Christina Weiler ’21 believes in the value of waste. The truth about waste, she says, is that it is a part of us, and we are responsible for it. In order to put plastic in a place where it belongs, Weiler came up with the UCan project, a beverage container recycling initiative that gives its proceeds to different local hunger and homeless outreach programs.

“UCan’s goal is not just about helping the environment, but also about bringing awareness to different social causes,” says Weiler, who launched the program last fall through Colgate’s Thought Into Action (TIA) entrepreneurship program. Weiler has been further developing the initiative this year with the help of Cornell alumna Eleanore Baughan ’17.

Weiler and her team set up 40 receptacles that are available in more than 13 academic and residential buildings as well as two fraternities. After gathering bottles and cans from each receptacle, she takes them to the local redemption center, which reimburses the team $0.05 per container. All the money raised from UCan’s bottles and cans is then donated to local homeless outreach programs, including the rescue mission and an affordable housing project in Utica.

“We chose to channel our efforts to Utica because the community is local to Colgate and is undergoing social and economic development,” she explains. “Utica is working hard to create much needed opportunity for residents through affordable housing projects and new local businesses,” Weiler adds.

She calculated that, during Colgate’s 30-week academic year, the 2,700 students use approximately 648,000 cans and bottles, which is a $32,400 opportunity. “[Our goal] is to get as close to 100 percent student participation as possible,” Weiler says.

If she meets this goal, Weiler hopes to distribute her proceeds to organizations that help people on a national scale, such as Feeding America.

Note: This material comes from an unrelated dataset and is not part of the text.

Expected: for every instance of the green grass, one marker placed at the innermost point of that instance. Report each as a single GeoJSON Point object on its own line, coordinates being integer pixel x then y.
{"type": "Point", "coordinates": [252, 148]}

TIA played a major role in the expansion of UCan, from accounting workshops and team building to developing proposals. One of TIA’s perks is its seed grant program, where students may apply for up to $1,000. With her seed grants, Weiler has bought receptacles as well as hired a building and grounds officer to drive a truck to the redemption center.

After advertising UCan at Colgate’s Student Activities Fair, 59 students signed up to become a part of the UCan team, according to Weiler. With the help from peers, she believes her initiative can expand to other college campuses. “We hope to reach as many students as much as possible, increase recycling rates on college campuses, and encourage students to make a difference within their community,” Weiler says.